Billy Benton

Personal information
- Full name: William Henry Benton
- Date of birth: 5 December 1895
- Place of birth: Walsall, England
- Date of death: 1967 (aged 71–72)
- Height: 5 ft 8+1⁄2 in (1.74 m)
- Position(s): Midfielder

Senior career*
- Years: Team / Apps / (Gls)
- Walsall
- 1920–1931: Blackpool / 353 / (24)
- Fleetwood Town
- 1932–1933: Rochdale / 48 / (8)
- 1933–36: Rossendale United / 52 / (8)

= Billy Benton =

English footballer

William Henry Benton (5 December 1895 – 1967) was an English professional footballer. He spent eleven years at Blackpool in the 1920s and 1930s, making over 350 Football League appearances for the club. He played in midfield.

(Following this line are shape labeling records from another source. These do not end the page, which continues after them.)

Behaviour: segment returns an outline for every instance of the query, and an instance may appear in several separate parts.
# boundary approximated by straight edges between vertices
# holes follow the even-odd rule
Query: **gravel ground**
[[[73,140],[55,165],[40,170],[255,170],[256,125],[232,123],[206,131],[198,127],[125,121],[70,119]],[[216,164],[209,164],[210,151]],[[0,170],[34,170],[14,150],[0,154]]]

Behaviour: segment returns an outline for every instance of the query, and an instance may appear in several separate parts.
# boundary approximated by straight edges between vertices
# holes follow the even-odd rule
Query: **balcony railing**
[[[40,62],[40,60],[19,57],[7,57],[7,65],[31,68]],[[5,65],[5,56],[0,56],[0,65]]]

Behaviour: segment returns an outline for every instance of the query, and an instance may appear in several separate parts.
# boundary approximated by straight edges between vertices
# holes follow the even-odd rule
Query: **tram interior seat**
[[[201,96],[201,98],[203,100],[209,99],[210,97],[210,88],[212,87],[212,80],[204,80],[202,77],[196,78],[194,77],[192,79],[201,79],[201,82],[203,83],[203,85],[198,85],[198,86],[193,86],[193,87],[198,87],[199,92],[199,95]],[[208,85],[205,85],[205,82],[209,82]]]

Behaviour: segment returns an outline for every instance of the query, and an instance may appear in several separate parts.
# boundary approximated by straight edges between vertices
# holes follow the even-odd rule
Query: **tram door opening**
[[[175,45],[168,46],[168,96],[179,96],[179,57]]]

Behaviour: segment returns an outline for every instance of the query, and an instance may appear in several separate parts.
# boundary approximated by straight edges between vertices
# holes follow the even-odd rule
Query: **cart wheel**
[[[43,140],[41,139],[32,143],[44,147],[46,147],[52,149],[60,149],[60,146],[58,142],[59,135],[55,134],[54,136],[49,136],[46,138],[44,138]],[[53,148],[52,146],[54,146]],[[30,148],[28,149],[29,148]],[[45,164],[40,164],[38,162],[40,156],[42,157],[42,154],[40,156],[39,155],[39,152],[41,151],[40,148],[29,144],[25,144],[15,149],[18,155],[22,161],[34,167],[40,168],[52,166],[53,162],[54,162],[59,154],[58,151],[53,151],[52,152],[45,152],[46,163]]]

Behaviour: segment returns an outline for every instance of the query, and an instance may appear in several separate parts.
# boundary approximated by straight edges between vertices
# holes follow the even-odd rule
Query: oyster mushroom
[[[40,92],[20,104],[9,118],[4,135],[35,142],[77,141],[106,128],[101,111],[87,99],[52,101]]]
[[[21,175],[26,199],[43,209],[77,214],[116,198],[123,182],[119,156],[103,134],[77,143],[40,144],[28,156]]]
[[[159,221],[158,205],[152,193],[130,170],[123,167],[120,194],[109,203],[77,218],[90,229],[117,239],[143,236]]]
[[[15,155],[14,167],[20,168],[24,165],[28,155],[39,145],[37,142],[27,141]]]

Benton made his debut for Blackpool on 30 August 1920, in the second league game of the 1920–21 season, a 2–1 defeat at home to Bristol City. He went on to appear in 39 of the club's 42 league games that campaign, scoring six goals, including a hat-trick in only his third appearance for Bill Norman's men — a 4–0 home victory over Coventry City on 11 September. Benton's other three strikes all came in Blackpool victories.

Benton was a regular in the team in all but his final three seasons with Blackpool. He made his final appearance for the club, then under the guidance of Harry Evans, on 7 February 1931, in a 6–0 defeat at Leicester City.